Eros – romantische liefdeEdit
Eros (erōs, Grieks: ἔρως) was voor Lewis liefde in de zin van “verliefd zijn” of “van iemand houden”, in tegenstelling tot de rauwe seksualiteit van wat hij Venus noemde: de illustratie die Lewis gebruikte was het onderscheid tussen “een vrouw willen” en één bepaalde vrouw willen – iets dat aansloot bij zijn (klassieke) visie op de mens als een rationeel dier, een samenstelling van zowel redenerende engel als instinctieve alley-cat.
Eros verandert het behoefte-genot van Venus in het meest waarderende van alle genoegens; maar niettemin waarschuwde Lewis voor de moderne tendens dat Eros een god wordt voor mensen die zich er volledig aan onderwerpen, een rechtvaardiging voor egoïsme, zelfs een fallische religie.
Na een verkenning van seksuele activiteit en de spirituele betekenis ervan in zowel heidense als christelijke zin, merkt hij op hoe Eros (of verliefd zijn) op zichzelf een onverschillige, neutrale kracht is: hoe “Eros in al zijn pracht […] Hoewel hij aanvaardt dat Eros een uiterst diepgaande ervaring kan zijn, gaat hij niet voorbij aan de duistere manier waarop het zelfs kan leiden tot zelfmoordpacten of moord, maar ook tot woedende weigeringen om uit elkaar te gaan, “twee wederzijdse kwelgeesten genadeloos aan elkaar ketent, elk rauw over het hele lichaam met het gif van haat-in-liefde”.
Agape – onvoorwaardelijke “God” liefdeEdit
Charity (agápē, Grieks: ἀγάπη) is de liefde die bestaat ongeacht de veranderende omstandigheden.

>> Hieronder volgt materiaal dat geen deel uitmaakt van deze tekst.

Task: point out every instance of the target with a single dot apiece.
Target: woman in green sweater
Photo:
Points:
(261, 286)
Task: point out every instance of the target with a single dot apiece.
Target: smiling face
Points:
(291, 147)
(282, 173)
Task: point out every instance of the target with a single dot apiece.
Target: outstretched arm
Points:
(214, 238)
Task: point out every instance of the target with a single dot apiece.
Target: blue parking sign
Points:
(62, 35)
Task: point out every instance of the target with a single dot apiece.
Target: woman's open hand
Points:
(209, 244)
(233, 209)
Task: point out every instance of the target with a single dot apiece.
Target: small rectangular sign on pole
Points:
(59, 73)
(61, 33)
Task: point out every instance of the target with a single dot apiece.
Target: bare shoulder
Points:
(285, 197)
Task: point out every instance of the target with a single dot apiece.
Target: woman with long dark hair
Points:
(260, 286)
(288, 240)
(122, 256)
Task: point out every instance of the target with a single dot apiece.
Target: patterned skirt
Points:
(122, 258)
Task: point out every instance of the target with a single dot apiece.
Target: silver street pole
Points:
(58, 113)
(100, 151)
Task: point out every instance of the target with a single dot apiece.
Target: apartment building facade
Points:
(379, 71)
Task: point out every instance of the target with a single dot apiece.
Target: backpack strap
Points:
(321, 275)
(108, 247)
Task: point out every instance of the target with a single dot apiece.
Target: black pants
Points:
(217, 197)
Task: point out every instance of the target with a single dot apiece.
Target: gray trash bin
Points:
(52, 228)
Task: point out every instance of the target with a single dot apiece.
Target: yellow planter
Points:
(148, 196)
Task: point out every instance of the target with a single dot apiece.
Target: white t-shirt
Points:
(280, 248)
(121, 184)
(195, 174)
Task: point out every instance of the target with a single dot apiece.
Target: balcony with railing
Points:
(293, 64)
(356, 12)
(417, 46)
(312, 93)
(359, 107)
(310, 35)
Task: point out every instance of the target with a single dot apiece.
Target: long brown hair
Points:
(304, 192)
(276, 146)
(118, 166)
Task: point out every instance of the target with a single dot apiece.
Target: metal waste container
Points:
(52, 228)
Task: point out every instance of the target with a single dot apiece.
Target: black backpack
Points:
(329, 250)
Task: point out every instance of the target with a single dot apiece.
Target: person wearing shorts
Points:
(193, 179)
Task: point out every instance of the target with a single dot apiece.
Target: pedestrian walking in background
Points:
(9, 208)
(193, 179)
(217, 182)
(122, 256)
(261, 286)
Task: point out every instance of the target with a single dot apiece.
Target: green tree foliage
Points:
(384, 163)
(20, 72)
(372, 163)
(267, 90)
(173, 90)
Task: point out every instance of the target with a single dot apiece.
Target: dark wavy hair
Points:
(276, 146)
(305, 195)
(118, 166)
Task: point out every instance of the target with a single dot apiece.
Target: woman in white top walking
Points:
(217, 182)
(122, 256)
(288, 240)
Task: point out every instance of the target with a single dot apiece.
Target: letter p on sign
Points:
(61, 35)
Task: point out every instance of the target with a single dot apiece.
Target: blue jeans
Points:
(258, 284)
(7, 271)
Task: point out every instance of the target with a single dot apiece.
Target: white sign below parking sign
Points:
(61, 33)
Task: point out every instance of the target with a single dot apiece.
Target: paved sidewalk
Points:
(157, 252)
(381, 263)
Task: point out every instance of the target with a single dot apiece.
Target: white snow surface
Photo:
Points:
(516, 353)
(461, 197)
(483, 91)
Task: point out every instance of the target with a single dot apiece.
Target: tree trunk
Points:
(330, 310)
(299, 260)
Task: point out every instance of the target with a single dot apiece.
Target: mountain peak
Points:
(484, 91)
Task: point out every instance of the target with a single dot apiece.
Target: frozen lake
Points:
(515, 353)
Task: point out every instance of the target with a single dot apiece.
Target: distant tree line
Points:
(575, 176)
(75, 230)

Lewis erkent deze onbaatzuchtige liefde als de grootste van de vier liefdes, en ziet het als een specifiek christelijke deugd om te bereiken. Het hoofdstuk over dit onderwerp concentreert zich op de noodzaak om de andere drie natuurlijke liefdes ondergeschikt te maken – zoals Lewis het uitdrukt: “De natuurlijke liefdes zijn niet zelfvoorzienend” – aan de liefde van God, die vol is van liefdadige liefde, om te voorkomen wat hij hun “demonische” zelfverheerlijking noemt.